Conventos para acoger ‘ilegales’

El Papa Francisco pide que los que estén vacíos se abran a refugiados y no a turistas

El Mundo, IRENE HDEZ. VELASCO ROMA CORRESPONSAL, 11-09-2013

Sus celdas de clausura fueron una vez ejemplo de espiritualidad y de austeridad. Pero hoy numerosos conventos y abadías de toda Europa han acabado convertidos en hospederías turísticas y hoteles de lujo, con televisores de plasma, jacuzzi y menú de almohadas. Una tendencia contra la que ayer arremetió con energía el Papa Francisco, para quien los conventos abandonados no deberían servir a la Iglesia para hacer dinero sino que tendrían que ponerse al servicio de los más desfavorecidos. Léase refugiados e inmigrantes . «¿Para qué sirven a la Iglesia los conventos cerrados?», se preguntó ayer el Papa durante la visita privada que realizó a un centro para refugiados y solicitantes de asilo gestionado por jesuitas y situado en pleno centro de Roma. «Queridísimos religiosos y religiosas: los conventos vacíos no sirven a la Iglesia para transfomarlos en hoteles y ganar dinero. Los conventos vacíos no son nuestros, son para la carne de Cristo, que son los refugiados», subrayó el Papa con rotundidad.
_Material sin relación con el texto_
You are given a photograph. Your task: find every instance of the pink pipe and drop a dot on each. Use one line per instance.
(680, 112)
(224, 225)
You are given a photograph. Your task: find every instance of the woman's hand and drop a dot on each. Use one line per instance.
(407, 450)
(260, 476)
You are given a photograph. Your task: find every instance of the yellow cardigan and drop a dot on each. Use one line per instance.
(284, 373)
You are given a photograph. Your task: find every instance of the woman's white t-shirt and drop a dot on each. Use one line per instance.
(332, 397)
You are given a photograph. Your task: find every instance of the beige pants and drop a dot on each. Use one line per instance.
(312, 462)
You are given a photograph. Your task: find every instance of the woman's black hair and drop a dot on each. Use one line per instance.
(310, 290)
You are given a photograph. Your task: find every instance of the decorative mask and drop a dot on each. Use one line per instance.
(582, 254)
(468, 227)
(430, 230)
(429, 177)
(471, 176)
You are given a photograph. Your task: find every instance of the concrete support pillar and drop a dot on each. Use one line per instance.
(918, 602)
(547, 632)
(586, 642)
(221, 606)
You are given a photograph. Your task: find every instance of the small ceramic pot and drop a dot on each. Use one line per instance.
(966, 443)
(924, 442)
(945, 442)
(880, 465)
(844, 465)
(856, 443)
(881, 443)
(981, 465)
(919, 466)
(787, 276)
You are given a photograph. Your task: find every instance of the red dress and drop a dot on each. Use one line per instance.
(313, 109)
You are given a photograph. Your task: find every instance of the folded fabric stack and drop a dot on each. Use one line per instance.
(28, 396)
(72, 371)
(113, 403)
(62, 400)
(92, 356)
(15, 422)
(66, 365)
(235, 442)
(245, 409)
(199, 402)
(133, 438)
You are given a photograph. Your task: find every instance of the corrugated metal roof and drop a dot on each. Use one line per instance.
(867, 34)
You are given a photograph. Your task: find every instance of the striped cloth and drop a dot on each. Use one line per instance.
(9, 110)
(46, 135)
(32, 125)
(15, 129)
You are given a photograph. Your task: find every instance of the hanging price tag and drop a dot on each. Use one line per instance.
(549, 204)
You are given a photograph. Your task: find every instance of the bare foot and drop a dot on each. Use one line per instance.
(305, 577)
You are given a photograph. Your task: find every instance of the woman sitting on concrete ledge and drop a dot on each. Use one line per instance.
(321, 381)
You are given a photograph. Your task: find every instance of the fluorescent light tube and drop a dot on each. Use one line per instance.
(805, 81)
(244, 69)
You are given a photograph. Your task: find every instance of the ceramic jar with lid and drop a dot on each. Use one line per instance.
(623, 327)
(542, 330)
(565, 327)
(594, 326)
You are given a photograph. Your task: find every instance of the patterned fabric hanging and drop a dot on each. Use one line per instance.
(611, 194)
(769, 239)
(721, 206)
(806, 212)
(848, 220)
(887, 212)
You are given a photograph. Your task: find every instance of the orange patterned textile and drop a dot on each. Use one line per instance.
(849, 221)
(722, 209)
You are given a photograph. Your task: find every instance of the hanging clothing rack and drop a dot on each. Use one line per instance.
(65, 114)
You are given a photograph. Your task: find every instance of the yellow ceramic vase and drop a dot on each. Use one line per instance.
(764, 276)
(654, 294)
El Pontífice lanzó su propuesta de destinar los edificios abandonados a acoger a refugiados durante la visita que ayer por la tarde realizó al centro Astalli de Roma, fundado en 1981 por el español padre Arrupe cuando era superior de la orden de los jesuitas siguiendo el espíritu del fundador, san Ignacio de Loyola, quien en su residencia en Roma quiso destinar un espacio para acoger a los más pobres. Con su coherencia habitual, el Papa que predica la pobreza y la solidaridad con los más desfavorecidos fue el primero en dar ejemplo: llegó al centro sin escolta y a bordo de un pequeño coche utilitario. Y, nada más bajarse del vehículo, lo primero que hizo fue entrar en el comedor y saludar a los refugiados a quienes les estaban siendo distribuidos alimentos, y entre los que se encontraban numerosos musulmanes. «Muchos de vosotros sois de otras religiones, llegados de países distintos, de situaciones diversas. No debemos tener miedo de las diferencias. La fraternidad nos hace descubrir que son una riqueza, un regalo para todos. Vivamos en fraternidad», destacó posteriormente Francisco en su discurso dirigido a los refugiados del centro, que duró unos 20 minutos.

El Papa denunció que la caridad no consiste en prestar ayuda puntual a los desfavorecidos, sino que debe aspirar a hacer «justicia» y a que los pobres dejen de serlo. Francisco arremetió en ese sentido contra las instituciones públicas y contra la propia Iglesia, a las que ha pedido hacer más de lo que hacen a fin de que nadie «tenga necesidad de recurrir a un comedor de caridad, a un alojamiento por suerte o a un servicio de asistencia legal para ver reconocido su propio derecho a trabajar, a ser plenamente persona».

Pero, sobre todo, Francisco cargó contra la Iglesia, haciendo un llamamiento a los religiosos a aplicar con mayor intensidad el concepto de caridad y a «superar la tentación de la mundanidad espiritual para estar próximos a las personas simples y sobre todo a los últimos». «El Señor nos llama a vivir con más valor y generosidad la acogida en comunidad, en las casas, en los conventos vacíos».